Metrô de São Paulo é alvo de denúncia por contrato sem licitação com empresa de tecnologia
Acordo firmado com a Prodata para sistema de pagamento por aproximação é questionado por ter sido celebrado sem concorrência pública
247 - Uma denúncia apresentada ao Tribunal de Contas do Estado de São Paulo (TCE-SP) questiona a legalidade da contratação da empresa Prodata Mobility Brasil S.A. pela Companhia do Metropolitano de São Paulo (Metrô) para a implantação de um sistema de pagamento por aproximação nas estações. O acordo foi formalizado por meio de um Termo de Cooperação Técnica, sem a realização de licitação, edital público, chamamento ou qualquer procedimento de seleção objetiva que permitisse a participação de outros interessados.

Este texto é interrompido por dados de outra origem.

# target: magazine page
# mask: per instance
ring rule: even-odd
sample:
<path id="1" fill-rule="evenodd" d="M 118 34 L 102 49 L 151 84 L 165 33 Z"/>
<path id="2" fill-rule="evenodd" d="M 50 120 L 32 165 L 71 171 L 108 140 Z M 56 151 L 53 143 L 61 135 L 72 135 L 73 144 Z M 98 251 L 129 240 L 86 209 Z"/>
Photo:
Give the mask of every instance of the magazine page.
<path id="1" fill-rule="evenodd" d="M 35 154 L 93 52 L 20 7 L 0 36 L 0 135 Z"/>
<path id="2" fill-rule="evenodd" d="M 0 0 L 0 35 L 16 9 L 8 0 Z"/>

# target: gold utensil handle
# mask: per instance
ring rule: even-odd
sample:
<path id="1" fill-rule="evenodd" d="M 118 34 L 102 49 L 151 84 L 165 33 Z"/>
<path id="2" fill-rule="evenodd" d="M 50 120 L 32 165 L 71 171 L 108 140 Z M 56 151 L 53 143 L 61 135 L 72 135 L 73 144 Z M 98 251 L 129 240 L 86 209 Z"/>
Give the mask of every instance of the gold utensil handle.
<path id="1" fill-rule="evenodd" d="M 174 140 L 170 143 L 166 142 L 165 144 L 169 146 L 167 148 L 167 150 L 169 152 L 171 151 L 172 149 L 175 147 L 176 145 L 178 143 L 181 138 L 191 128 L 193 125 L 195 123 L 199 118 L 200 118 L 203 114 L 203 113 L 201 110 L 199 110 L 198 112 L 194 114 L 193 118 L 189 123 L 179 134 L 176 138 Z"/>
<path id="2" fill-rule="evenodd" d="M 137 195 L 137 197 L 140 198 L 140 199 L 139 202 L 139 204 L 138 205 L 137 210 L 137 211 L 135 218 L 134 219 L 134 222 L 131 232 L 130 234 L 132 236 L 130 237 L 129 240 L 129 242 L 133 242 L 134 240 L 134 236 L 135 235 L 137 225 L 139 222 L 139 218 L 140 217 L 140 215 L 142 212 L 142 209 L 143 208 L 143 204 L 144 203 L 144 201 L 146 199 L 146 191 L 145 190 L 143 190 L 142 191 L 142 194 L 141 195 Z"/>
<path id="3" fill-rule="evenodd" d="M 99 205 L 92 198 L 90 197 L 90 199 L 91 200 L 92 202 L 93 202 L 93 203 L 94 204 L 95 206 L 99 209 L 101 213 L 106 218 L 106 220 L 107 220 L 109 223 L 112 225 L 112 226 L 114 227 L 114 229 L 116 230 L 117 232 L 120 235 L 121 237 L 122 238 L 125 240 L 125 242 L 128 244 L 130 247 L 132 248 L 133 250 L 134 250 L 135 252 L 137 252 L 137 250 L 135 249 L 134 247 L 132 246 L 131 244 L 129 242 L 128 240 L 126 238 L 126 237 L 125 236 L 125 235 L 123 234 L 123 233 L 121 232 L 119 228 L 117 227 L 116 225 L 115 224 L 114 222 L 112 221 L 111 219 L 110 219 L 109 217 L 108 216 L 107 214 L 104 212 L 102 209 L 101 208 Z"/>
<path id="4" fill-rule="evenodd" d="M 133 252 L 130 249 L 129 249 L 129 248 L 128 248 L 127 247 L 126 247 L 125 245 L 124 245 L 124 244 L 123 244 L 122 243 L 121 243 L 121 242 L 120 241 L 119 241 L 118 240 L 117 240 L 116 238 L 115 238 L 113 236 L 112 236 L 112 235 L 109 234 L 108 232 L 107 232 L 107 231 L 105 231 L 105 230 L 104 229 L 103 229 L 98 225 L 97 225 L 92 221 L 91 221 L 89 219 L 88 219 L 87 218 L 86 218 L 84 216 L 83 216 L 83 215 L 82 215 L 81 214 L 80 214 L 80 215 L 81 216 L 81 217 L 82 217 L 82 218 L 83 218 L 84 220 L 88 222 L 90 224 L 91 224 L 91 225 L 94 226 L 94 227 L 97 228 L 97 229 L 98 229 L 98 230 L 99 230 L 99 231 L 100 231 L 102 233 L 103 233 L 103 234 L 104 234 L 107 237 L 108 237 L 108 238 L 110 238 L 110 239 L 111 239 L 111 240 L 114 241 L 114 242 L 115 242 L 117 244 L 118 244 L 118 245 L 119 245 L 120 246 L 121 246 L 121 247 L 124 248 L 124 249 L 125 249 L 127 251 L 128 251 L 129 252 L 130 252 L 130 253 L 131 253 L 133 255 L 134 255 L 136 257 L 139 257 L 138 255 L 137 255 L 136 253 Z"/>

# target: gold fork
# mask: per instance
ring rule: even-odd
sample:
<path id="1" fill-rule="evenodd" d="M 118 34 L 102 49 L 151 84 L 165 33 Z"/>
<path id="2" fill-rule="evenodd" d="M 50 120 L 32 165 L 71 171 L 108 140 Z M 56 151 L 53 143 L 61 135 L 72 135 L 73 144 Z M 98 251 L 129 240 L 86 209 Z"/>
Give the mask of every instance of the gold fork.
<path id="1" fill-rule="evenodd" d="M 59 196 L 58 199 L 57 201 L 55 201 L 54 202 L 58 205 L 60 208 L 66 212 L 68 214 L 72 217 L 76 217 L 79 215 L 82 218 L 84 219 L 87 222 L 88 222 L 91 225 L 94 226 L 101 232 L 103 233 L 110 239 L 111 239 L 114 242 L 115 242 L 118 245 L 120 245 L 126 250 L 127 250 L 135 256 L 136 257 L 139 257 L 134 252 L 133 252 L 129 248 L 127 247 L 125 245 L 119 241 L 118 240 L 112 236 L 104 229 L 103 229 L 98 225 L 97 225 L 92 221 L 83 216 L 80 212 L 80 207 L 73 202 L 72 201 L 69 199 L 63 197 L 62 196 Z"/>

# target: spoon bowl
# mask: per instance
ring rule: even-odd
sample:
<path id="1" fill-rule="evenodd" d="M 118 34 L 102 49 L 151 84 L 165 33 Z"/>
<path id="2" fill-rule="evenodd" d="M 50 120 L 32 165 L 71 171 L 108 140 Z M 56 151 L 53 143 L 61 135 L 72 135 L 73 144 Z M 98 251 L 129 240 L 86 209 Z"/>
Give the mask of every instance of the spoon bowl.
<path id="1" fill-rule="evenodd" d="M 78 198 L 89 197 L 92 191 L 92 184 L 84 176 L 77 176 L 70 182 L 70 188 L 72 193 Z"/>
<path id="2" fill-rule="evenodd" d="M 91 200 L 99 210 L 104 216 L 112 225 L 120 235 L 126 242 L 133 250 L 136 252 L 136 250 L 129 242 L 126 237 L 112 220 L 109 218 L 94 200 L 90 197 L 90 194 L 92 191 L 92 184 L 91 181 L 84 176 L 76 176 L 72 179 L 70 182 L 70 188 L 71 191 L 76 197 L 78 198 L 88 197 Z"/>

De acordo com a representação encaminhada ao TCE-SP pelo advogado Fernando Fausto Cervantes Campos, o Termo de Cooperação Técnica nº 1002293901 teria sido utilizado de forma indevida para viabilizar uma prestação de serviços remunerada, em desacordo com a legislação aplicável às empresas estatais e com o próprio regulamento interno do Metrô .
O ajuste firmado prevê a instalação de até 86 validadores para pagamento da tarifa do metrô por meio de cartões de crédito e débito com tecnologia EMV, em bloqueios exclusivos disponibilizados pela companhia. Embora o instrumento seja apresentado como cooperação técnica, o documento estabelece que a Prodata receba uma remuneração de 5% sobre cada transação realizada, valor descontado da arrecadação do Metrô.
Na denúncia, o autor sustenta que esse modelo descaracteriza a natureza jurídica do termo de cooperação, que, segundo o Regulamento de Compras do Metrô, deveria ser restrito a iniciativas de interesse mútuo em ambiente de testagem tecnológica, admitindo apenas ressarcimento ou reembolso de despesas, e não contraprestação financeira. Para o denunciante, a previsão de remuneração revela que o acordo opera, na prática, como um contrato administrativo de prestação de serviços.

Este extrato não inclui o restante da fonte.